How Cat Tales was written

Cat Tales was my first try at self-publication. (I actually thought it was a clever title at the time.) I had not sold a novel since Eye in the Stone, in 1988. I had rejections of course. One time it took two different publishers two years each to reject what beecame Stroad’s Cross. Another time it took a publisher three years to reject an earlier version of The Black Ring, called Zhanaedegau at that time. (Another editor was courteous enough to reject Volume One after only three months.) I was in my sixties by then, and I didn’t have time for this.

I did research on Ralan.com [http://ralan.com] and Duoptrope.com [https://duotrope.com], two marketing sites which I highly recommend. Their sites are, or were, updated once a month, and they have all the information a writer needs to find a publisher for their particular book or story. Most importantly, they have every editor’s name and address, and every publisher’s submission guidelines. While doing my research I found that some publishers would not let me even submit certain of my novels, as being too short, too long, or of mixed genres.

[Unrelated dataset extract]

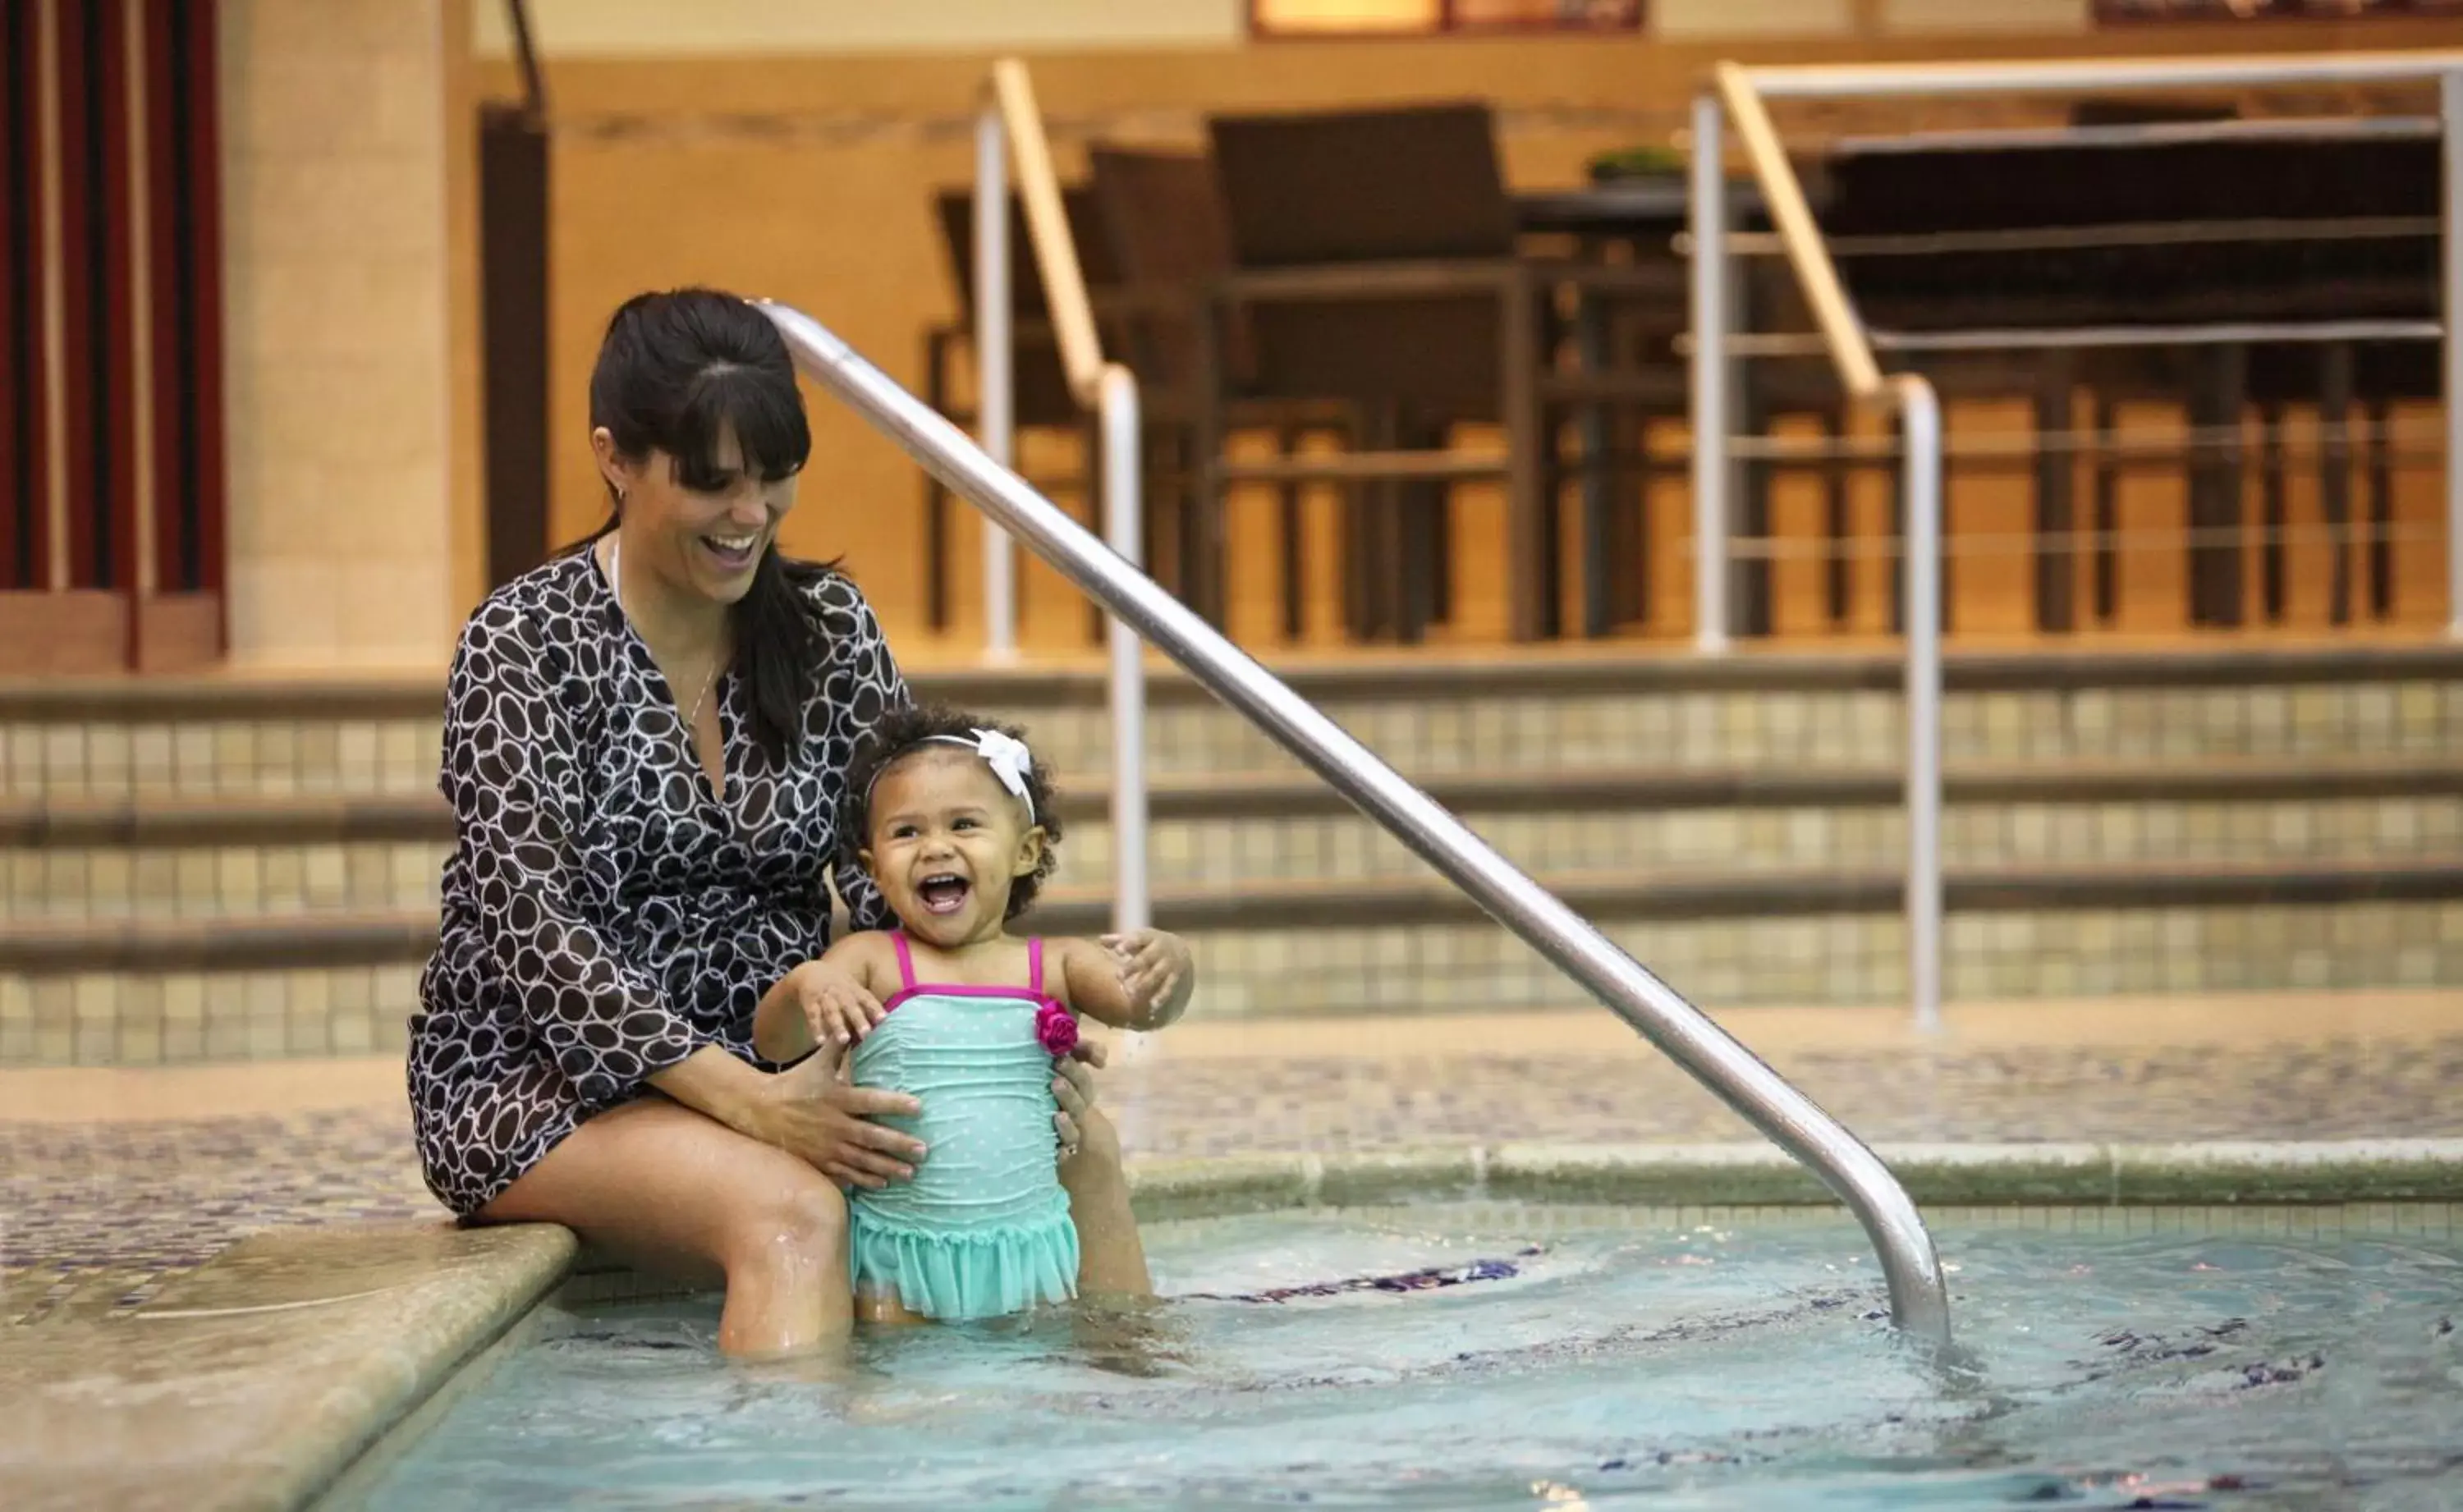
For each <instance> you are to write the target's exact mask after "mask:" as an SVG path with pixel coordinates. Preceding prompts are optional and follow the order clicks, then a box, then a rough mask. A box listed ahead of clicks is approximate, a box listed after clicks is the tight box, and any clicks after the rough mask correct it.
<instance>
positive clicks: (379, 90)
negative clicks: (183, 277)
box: [222, 0, 456, 665]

Well, all right. I could puff a short book up to length, as a well-known author once recommended I do. Or I could butcher a long book down to length. But I didn’t want to do either of those things, they would no longer be what I wanted them to be, they would be the way someone else wanted them to be. Or I could lie about the genre, but readers would discover that, and could possibly be disappointed when the book wasn’t what they expected.

Maybe, I thought, I should look into publishing myself. By this time, self-publishing was not always assumed to be vanity press. And after all, Pride and Prejudice was self-published. Her father paid for it.

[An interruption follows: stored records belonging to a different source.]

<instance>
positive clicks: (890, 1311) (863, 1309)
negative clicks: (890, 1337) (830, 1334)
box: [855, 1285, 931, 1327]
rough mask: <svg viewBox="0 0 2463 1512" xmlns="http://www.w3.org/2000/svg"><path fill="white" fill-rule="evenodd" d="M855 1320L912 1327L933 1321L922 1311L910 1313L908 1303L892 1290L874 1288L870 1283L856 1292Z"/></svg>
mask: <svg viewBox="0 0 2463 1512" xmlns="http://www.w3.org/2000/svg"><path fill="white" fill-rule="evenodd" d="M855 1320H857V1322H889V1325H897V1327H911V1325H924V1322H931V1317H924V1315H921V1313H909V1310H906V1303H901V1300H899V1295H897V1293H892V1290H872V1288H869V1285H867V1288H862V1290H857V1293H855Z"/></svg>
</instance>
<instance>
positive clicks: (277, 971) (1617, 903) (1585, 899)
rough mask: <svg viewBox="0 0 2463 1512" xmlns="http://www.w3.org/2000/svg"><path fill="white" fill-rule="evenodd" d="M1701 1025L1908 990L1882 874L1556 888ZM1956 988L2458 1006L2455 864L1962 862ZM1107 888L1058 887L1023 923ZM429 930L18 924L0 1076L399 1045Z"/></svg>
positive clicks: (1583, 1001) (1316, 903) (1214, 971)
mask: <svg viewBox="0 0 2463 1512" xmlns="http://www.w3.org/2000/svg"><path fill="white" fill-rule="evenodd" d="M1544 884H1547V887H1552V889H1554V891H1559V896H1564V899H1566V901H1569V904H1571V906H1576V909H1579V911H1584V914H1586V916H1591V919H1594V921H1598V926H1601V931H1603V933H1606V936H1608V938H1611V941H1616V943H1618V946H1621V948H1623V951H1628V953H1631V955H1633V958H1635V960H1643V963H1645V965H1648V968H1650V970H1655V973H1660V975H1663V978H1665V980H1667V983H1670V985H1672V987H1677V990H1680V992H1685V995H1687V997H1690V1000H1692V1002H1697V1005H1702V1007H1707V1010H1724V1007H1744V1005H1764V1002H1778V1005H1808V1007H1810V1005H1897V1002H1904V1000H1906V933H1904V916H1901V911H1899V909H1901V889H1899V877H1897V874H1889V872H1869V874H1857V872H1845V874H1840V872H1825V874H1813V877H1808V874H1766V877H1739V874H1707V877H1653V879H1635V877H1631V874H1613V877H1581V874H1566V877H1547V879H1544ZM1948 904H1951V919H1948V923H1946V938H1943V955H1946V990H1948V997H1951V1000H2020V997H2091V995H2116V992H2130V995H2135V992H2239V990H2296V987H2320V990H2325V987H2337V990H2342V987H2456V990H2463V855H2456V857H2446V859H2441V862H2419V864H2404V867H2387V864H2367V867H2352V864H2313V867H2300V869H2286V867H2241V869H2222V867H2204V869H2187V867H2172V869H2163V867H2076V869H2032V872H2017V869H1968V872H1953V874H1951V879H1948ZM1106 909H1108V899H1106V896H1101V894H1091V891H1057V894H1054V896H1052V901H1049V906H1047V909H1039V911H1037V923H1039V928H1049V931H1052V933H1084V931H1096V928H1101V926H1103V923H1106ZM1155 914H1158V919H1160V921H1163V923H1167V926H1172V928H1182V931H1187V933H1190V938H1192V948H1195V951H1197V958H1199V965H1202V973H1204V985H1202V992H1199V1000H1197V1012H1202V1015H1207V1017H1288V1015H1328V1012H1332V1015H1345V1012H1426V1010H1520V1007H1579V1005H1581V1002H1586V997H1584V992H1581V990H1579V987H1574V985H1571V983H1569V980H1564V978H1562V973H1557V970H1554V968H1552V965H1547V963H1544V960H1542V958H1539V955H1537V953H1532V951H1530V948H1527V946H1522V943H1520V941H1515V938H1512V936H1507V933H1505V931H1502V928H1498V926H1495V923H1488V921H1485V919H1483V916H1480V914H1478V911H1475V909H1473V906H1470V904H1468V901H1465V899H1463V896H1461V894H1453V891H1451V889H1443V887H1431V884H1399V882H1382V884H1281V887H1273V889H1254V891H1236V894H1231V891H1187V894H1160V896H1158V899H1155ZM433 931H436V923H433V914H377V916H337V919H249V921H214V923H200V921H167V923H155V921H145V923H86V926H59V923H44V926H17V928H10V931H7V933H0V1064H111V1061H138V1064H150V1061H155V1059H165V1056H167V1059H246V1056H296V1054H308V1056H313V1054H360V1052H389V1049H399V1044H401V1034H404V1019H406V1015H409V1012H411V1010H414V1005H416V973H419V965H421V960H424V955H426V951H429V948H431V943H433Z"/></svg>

But the real fear I had was, what if a company accepted the first volume of The Black Ring, and was disappointed in the sales, and decided to cancel? (I’d had that happen with other things.) I would be stuck. What publisher would want volume two through six, when volume one had failed elsewhere? The Black Ring is not a series. It is a novel, of about 2,800 pages and 837,000 words. (Technically, it’s what’s called a closed series, like an encyclopedia, or The Lord of the Rings.) If I ever wanted to see it published in its entirety, I would have to do it myself. But could I do it?

I needed to try it out, just to see if it were possible. I wanted to use something that I didn’t plan to publish otherwise. I had a series of five speeches from my days in Toastmasters, written in 2004 and 2005, each about five minutes long. I could publish them as a collection on Kindle Direct Publishing, which could cost time and effort but no money, and they would be available on Amazon almost at once. If I couldn’t actually do it (I could), and if the book didn’t sell (just a few copies), I would lose nothing, and would have gained experience.

I revised them slightly, turning the speeches into essays (the styles are subtly different). Then I learned how to submit the manuscript to Kindle. I created a cover, did my best to format the text, and sent it off. And, of course, with no editor to reject it, it went live. I priced it at the minimum allowed. And I discovered how much more I had to learn. I sold a few copies. Meanwhile, I was working on other books.

Then in 2010, having self-published several novels, I decided to do a paper version of Cat Tales. I made a few corrections, turned the essays into stories (the styles are different), created a new cover, and did a far better job of formatting. I decided to use my own imprint, Ogden House, instead of letting Createspace be the publisher of record, which meant my minimum price had to be higher than it would have been. I make a few cents profit from every sale, of which there aren’t many.

But that is fine with me. I could take Cat Tales to conventions, I could autograph the books instead of scratching on the screens of Kindles, and I could give them away, which I frequently do.

Cat Tales is, in a very special way, a complete success. Not because of sales, but because of what I learned. Because it proved that I could indeed publish my own work, at whatever length was right for the story, instead of making the story fit marketing demands. And I could have as complex a cross-genre book as I wanted.

And I could do it within my lifetime.